Per festeggiare questo anniversario quest'anno ci vorrebbe una forza d'animo e un'incoscienza che purtroppo o per fortuna credo di non avere.
E anche questo "post" nasce per caso e molto svogliato.

Ho ascoltato questa canzone risorgimentale, "Camicia Rossa" che ogni tanto cantava la mia nonna e poi questa di Joe Natta, dedicata a Tito Strocchi, patriota lucchese. 
Tutte e due mi hanno commossa, penso a come erano belli certi italiani e come invece sono, per lo più,diventati brutti quelli che oggi tengono un tricolore tra le mani senza un briciolo di rispetto.

Sabato per caso mi sono trovata di fronte a una manifestazione della cosiddetta "estrema destra" in un luogo segreto, al crepuscolo, davanti a nessuno ma a pochi metri dal monumento marinese a Gabriele D'Annunzio (ma forse questo loro neanche lo sapevano) e protetti da un numero spropositato di polizia in tenuta antisommossa.

Guardandoli, i manifestanti col tricolore in mano e i poliziotti, non erano tanto diversi.
Piccoli maggiolini pallidi, sguardi spenti annoiati se non vuoti, immobili come manichini...
Le parole che uscivano dalla bocca e poi dal megafono risuonavano sorde e si infrangevano verso il nulla (e mi facevano un po' pensare all'ultimo pezzo degli Zen Circus)..
Passando di lì per caso, gli ho guardati in faccia e qualcuno ha abbassato lo sguardo, altri sono restati con la loro espressione ebete di chi non sa bene cosa sta facendo,  uno di loro alle spalle mi ha offesa pesantemente, mi sono voltata e per due volte gli ho chiesto che cosa avesse detto, per due volte mi ha risposto "NIENTE", gli ho detto che non era degno di tenere in mano il tricolore, mi sono voltata per andarmene e lui mi ha offesa un'altra volta.
Ai poliziotti (mi arrivavano alle spalle si o no) ho detto "FATEVI PAGARE BENE PER QUESTO LAVORO"...
Ora di questo non ne voglio più parlare.

Vorrei approfittare di questo giorno, ordinario ma non troppo, per ricordare quello che è successo il
  5 marzo in gran parte della Toscana.
La furia del vento ha cambiato molti paesaggi, naturali e non,  dati per scontati e rassicuranti, e una memoria storico/paesaggistica è andata persa per sempre.
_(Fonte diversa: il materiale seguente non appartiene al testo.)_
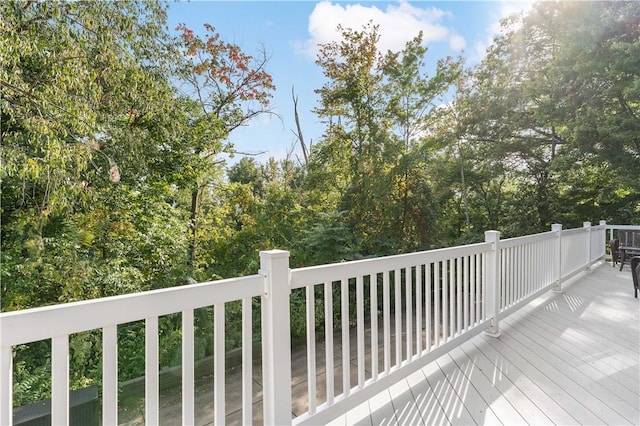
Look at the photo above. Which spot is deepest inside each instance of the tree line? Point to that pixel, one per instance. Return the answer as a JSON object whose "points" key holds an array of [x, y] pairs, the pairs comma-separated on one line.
{"points": [[114, 129]]}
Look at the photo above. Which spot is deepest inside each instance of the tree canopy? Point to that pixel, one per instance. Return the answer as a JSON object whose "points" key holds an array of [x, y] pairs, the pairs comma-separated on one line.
{"points": [[113, 129]]}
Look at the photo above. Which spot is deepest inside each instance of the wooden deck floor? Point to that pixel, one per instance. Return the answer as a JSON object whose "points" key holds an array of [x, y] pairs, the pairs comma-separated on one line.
{"points": [[568, 358]]}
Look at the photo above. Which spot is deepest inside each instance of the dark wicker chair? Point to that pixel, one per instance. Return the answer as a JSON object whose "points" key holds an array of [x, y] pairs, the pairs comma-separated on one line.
{"points": [[615, 252], [635, 273]]}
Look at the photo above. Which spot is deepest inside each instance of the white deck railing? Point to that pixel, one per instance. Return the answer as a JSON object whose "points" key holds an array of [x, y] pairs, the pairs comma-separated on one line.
{"points": [[408, 310]]}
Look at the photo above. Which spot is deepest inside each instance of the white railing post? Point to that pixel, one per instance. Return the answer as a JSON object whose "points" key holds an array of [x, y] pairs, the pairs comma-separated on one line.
{"points": [[557, 228], [6, 384], [587, 225], [276, 338], [603, 250], [492, 285]]}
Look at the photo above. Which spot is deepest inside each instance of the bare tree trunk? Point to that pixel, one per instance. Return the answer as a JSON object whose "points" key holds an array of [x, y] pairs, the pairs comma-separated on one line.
{"points": [[305, 152]]}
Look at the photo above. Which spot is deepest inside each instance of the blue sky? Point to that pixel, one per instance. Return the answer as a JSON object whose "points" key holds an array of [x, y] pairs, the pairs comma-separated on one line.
{"points": [[289, 31]]}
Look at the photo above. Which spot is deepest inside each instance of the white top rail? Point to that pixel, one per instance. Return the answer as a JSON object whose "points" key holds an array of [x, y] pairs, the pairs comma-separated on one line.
{"points": [[31, 325], [624, 227], [528, 239], [312, 275]]}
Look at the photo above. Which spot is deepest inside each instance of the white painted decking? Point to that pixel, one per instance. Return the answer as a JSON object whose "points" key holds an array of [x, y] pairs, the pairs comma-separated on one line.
{"points": [[569, 358]]}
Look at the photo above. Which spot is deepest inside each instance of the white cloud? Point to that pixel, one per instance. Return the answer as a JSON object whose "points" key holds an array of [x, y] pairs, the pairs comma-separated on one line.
{"points": [[398, 23], [506, 9]]}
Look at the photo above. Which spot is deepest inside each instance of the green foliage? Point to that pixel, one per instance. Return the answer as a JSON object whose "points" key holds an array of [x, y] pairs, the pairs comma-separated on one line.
{"points": [[112, 180]]}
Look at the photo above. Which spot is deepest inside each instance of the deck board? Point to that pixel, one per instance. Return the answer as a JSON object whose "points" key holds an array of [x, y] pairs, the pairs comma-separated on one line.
{"points": [[565, 358]]}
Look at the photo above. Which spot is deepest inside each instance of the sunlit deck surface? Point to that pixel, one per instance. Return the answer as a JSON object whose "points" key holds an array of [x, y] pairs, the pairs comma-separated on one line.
{"points": [[569, 358], [566, 358]]}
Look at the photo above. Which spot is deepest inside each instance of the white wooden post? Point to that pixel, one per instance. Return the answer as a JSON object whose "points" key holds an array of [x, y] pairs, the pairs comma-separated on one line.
{"points": [[587, 225], [276, 338], [6, 383], [603, 251], [492, 284], [557, 228]]}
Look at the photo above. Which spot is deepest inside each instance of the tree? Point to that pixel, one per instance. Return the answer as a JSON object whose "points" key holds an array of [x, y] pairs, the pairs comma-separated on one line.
{"points": [[227, 89], [540, 110]]}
-E' andata distrutta la grande lapide posta dietro all'Ossario Monumentale di Sant'Anna di Stazzema, dove erano scritti i nomi delle 560 vittime della strage nazifascista del 12 agosto 1944.
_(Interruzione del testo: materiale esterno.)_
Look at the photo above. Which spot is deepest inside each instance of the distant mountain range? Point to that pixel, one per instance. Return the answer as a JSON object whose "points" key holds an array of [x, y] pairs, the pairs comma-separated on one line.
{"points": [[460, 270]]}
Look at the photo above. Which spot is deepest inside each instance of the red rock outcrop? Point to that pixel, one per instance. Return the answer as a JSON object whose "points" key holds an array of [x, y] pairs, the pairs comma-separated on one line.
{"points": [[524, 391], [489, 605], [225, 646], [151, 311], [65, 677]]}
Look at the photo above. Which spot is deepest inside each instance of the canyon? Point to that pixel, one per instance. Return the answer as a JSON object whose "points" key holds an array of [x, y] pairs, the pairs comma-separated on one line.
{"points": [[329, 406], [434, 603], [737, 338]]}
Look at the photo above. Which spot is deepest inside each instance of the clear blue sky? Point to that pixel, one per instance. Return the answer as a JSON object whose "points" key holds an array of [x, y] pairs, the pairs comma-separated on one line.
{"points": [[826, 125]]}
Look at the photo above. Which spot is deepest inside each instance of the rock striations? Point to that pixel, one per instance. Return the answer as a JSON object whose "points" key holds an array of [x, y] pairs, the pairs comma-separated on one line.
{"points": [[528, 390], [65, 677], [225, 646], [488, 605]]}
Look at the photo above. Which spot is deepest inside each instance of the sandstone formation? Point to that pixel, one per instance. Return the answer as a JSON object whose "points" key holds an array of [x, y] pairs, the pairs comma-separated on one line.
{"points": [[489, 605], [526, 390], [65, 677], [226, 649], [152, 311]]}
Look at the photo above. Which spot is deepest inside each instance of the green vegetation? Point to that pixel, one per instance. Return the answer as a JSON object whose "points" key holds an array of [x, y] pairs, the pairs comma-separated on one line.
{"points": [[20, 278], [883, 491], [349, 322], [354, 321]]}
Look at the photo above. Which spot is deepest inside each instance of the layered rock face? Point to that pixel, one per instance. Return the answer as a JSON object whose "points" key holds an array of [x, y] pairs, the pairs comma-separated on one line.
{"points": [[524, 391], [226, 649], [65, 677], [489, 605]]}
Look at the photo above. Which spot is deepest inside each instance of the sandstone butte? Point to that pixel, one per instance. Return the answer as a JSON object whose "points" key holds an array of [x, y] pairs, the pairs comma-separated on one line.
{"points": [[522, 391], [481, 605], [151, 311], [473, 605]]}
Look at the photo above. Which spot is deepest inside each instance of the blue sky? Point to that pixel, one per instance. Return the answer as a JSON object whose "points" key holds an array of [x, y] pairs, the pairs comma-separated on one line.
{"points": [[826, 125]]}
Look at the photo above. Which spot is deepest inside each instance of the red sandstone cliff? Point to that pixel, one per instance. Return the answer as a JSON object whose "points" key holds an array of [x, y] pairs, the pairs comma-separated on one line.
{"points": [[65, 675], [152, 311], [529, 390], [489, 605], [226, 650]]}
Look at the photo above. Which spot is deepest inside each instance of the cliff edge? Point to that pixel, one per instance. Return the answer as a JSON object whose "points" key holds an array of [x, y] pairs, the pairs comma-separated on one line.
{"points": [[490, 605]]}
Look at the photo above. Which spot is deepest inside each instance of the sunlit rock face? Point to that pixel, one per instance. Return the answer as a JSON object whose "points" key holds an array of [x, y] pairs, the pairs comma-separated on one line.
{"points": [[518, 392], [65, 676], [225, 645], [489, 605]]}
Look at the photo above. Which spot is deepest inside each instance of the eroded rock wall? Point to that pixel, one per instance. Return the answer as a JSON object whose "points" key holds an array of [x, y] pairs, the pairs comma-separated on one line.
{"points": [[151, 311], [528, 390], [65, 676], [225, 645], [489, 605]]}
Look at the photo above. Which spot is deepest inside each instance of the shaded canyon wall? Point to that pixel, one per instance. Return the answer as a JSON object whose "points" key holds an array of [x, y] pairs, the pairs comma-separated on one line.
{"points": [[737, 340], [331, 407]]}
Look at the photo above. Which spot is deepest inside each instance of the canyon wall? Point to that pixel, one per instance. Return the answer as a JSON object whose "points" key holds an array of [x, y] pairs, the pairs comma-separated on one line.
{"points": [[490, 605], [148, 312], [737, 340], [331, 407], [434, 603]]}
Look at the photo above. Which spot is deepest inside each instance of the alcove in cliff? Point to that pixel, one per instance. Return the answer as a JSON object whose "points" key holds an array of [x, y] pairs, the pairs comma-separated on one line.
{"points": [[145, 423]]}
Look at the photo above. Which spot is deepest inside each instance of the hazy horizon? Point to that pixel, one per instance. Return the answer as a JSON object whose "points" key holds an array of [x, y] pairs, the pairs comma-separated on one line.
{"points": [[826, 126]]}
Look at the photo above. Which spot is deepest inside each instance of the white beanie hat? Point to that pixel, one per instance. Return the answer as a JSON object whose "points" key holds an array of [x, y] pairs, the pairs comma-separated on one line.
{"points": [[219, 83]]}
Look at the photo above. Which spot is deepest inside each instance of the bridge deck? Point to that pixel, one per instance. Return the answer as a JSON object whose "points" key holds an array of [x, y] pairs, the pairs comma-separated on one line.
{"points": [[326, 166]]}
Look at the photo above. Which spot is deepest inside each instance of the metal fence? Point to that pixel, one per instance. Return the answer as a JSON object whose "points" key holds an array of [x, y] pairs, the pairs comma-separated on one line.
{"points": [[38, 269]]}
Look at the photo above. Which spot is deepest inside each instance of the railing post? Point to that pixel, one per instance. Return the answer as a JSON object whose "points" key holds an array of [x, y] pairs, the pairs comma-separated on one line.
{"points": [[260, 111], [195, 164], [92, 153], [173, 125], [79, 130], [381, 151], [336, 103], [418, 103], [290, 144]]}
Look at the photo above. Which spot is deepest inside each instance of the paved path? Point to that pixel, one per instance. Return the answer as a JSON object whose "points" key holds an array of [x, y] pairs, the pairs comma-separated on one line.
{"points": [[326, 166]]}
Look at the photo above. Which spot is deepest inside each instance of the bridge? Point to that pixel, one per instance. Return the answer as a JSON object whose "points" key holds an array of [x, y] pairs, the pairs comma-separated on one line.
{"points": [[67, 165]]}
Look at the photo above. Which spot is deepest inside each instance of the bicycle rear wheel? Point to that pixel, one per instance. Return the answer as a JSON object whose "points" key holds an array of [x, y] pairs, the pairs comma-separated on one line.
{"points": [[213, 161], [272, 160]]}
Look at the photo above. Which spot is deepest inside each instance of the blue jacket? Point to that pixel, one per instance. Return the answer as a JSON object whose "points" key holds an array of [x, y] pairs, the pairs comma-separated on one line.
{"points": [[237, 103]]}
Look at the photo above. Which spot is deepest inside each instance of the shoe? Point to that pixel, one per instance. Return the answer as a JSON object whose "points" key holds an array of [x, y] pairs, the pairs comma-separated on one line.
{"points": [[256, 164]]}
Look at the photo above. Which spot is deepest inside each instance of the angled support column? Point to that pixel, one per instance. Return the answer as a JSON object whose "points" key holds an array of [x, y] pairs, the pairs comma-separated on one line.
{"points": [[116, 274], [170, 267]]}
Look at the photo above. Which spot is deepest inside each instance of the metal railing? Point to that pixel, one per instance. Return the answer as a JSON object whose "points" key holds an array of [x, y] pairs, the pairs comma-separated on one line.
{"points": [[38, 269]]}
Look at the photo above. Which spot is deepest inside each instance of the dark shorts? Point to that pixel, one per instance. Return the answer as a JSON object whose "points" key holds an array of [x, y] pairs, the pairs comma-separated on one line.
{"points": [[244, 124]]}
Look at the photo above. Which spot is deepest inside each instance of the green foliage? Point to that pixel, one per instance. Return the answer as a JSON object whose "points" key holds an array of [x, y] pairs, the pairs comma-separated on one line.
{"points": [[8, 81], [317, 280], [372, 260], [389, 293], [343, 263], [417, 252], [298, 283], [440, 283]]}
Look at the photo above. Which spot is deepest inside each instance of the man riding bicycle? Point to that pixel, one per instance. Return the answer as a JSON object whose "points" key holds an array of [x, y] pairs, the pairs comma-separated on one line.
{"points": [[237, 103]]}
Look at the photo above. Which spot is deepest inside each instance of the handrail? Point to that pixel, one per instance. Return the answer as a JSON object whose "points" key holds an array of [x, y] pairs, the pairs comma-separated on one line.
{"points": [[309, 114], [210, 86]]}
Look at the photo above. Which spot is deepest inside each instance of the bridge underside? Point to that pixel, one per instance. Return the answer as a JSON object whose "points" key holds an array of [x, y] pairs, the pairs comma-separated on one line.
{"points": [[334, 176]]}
-Completamente stravolto e cambiato per sempre l'Altipiano delle Pizzorne sopra Lucca, dove in una notte sono stati sradicati dal terreno centinaia di abeti, castagni e altre piante. I sentieri attrezzati, costati 150 mila euro, e da poco ultimati non esistono più.
Il Parco Avventura non esiste più, i danni superano i 100 mila euro, ma anche il doppio di questi soldi non potrebbero mai  ridarci alberi robusti e centenari...

-A Pietrasanta devastato il parco della Versiliana, dove sono caduti circa 300 alberi. 

- A Camaiore la punta del campanile si è conficcata nel tetto della chiesa.

-  "i cipressi che a Bolgheri alti e schietti van da San Guido in duplice fila..." anche i cipressi del Carducci sono stati colpiti dal vento, ma su 8 alberi caduti solo uno era vecchio, gli altri  7 caduti erano cipressi-cloni, e noi NON VOGLIAMO ALBERI CLONI, VOGLIAMO ALBERI VERI capaci di accogliere la vita e non il silenzio artificiale della presunta perfezione.

- in più in molte località oltre ai danni ambientali sono stati distrutti stadi e impianti sportivi, canili e gattili con animali in fuga, animali selvatici in letargo senza più un riparo, aziende agricole devastate.
Pistoia ha perso un intero parco pubblico, Pescia un albero secolare che era la bellezza del centro, l'autodromo del Mugello ha perso circa 200 alberi e la tribuna. 

- Danni un po' ovunque a causa di un vento con una potenza tra i 100 e i 200 KM/h.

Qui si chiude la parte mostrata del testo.